Thursday, 23 July 2015

Ruthless - Review

How far would you go to survive?

17 year old Ruth Carver wakes up with a concussion in the bed of a moving pick-up truck with no idea where she is or how she got there. Taken to a cabin in the woods, she's plunged into her worst nightmare; she has been kidnapped and marked for death. Her captor is a deeply disturbed figure from the sidelines of her life on a mission to punish "bad girls" like Ruth, and she is to be his seventh victim. To have any hope of survival, she has to find out just how far she is willing to go, how ruthless she is willing to be.

Ruthless takes a rather simple premise - the hunter versus the hunted - and wrings every last drop of tension out of it. It's kind of hard to write the review without being spoiler-y, but I've kept any key plot points out of it! Opening with Ruth's abduction and diving straight into the action, the story is thrilling and suspenseful from start to (almost) finish. Carolyn Adams is a skilled writer who puts you right in the heart of the action. We're right there with Ruth from the get go. Every action, every decision, every justification she takes to preserve her own life, even against her better judgement, is described in perfect detail and Adams isn't afraid to delve into the psychology of survival which I love. I much prefer books to "go there" rather than gloss over the nitty gritty. Make no mistake, this book is surprisingly dark for something that seems to be marketing as YA and doesn't shy away from the reality of teenage girl being abducted and hunted by a serial killer. The sexual undertone to his crimes is kept relatively subtle, but it is still very much a part of his motivation.

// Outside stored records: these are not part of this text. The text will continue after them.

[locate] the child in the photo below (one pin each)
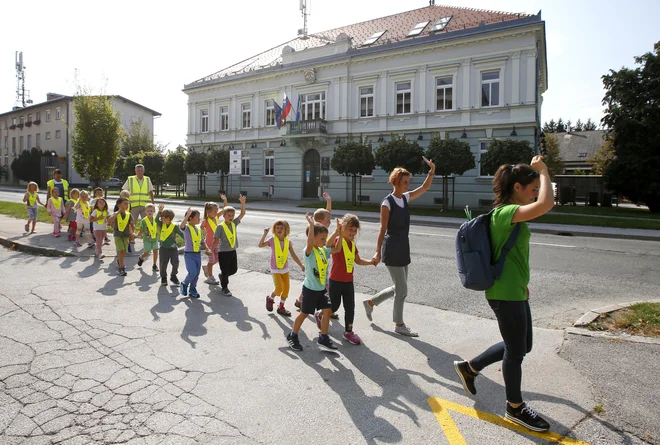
(279, 263)
(315, 295)
(149, 233)
(98, 218)
(169, 252)
(323, 217)
(516, 189)
(121, 222)
(191, 253)
(70, 213)
(341, 274)
(82, 219)
(55, 208)
(31, 198)
(226, 237)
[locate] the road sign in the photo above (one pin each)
(235, 162)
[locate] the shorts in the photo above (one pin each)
(313, 300)
(150, 244)
(32, 213)
(121, 244)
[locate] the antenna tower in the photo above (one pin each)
(22, 96)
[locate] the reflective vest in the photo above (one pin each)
(139, 195)
(65, 184)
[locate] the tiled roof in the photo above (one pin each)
(398, 26)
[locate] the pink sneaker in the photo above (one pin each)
(352, 337)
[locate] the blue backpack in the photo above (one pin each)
(474, 253)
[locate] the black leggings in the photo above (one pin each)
(339, 290)
(515, 321)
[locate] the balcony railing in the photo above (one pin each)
(314, 126)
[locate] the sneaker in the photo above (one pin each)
(282, 311)
(352, 337)
(405, 330)
(527, 417)
(293, 341)
(327, 344)
(466, 375)
(318, 317)
(369, 309)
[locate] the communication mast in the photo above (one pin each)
(22, 96)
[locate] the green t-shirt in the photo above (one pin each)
(512, 285)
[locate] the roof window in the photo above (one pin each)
(417, 30)
(371, 40)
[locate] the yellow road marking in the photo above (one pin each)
(441, 409)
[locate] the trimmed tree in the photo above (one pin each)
(451, 157)
(632, 115)
(505, 152)
(97, 137)
(354, 159)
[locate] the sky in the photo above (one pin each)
(147, 50)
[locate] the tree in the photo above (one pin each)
(552, 156)
(97, 136)
(451, 157)
(353, 158)
(505, 152)
(632, 116)
(400, 152)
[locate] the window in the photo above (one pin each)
(417, 30)
(443, 93)
(313, 106)
(246, 109)
(270, 113)
(366, 102)
(490, 89)
(269, 162)
(245, 163)
(375, 36)
(205, 121)
(403, 95)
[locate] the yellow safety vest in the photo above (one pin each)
(65, 184)
(139, 195)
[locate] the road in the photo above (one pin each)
(570, 275)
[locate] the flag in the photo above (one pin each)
(278, 114)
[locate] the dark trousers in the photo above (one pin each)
(343, 291)
(168, 256)
(515, 321)
(228, 262)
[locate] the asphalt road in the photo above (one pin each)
(570, 275)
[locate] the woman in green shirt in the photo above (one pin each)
(516, 188)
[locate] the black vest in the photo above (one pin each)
(396, 245)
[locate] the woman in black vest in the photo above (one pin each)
(393, 245)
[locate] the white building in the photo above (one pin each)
(471, 74)
(47, 126)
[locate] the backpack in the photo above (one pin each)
(474, 253)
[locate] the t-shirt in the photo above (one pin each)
(338, 271)
(398, 201)
(222, 236)
(273, 263)
(512, 285)
(127, 230)
(312, 280)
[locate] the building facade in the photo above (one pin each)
(47, 126)
(457, 72)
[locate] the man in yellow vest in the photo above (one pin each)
(58, 183)
(141, 190)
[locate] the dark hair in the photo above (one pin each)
(506, 178)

Given that the story itself is a simple one, it falls to Adams to tell the story through Ruth's eyes. A pragmatic heroine, Ruth's steely determination and focus means that there's a tendency towards over description. The book is quite heavy with exposition in the beginning too, especially when crammed into Ruth's thoughts. It comes across as a little clunky at times, but with minimal dialogue and supporting characters kept off page for most of the novel, there doesn't seem to be much of away around this. The story begins to drag a little towards the end, meandering with it's character as Ruth always seems so close to escape, only to have it cruelly snatched away. I have to admit to being a little tempted to speed read a few times in the third quarter of the book (I didn't!).

But when the book lacks in action, it makes up for it in the kick-ass female lead category. What a fantastic character! Ruth is more than a little hard-faced with a hint of arrogance after years of holding her family together and being "the winner". Strong, resilient and determined to a fault, she makes no excuses for her flaws and her transition from determined competitor to hardened survivor is seamless. I have no idea what I'd do in such a horrific situation, but I think most of us would like to think we'd handle it like Ruth! Written in first person pov, we don't just see her going through the motions, we get inside her head. Her tormentor, the aptly named Wolfman, is similarly well-written, with a fleshed out back story told through flashbacks. Personally, I'd have preferred for these sections to be jettisoned entirely to keep me in Ruth's shoes. She doesn't know anymore about Wolfman than what he tells her, so why should we as the reader when the writing does such a good job of putting you right there Ruth? Just a personal preference I guess.

I enjoyed Ruthless, and would recommend it to anyone looking for a fast-paced YA thriller that's not afraid to get its hands dirty. It's a little bit of a trial at times, but, much like its heroine, it's too good to be kept down.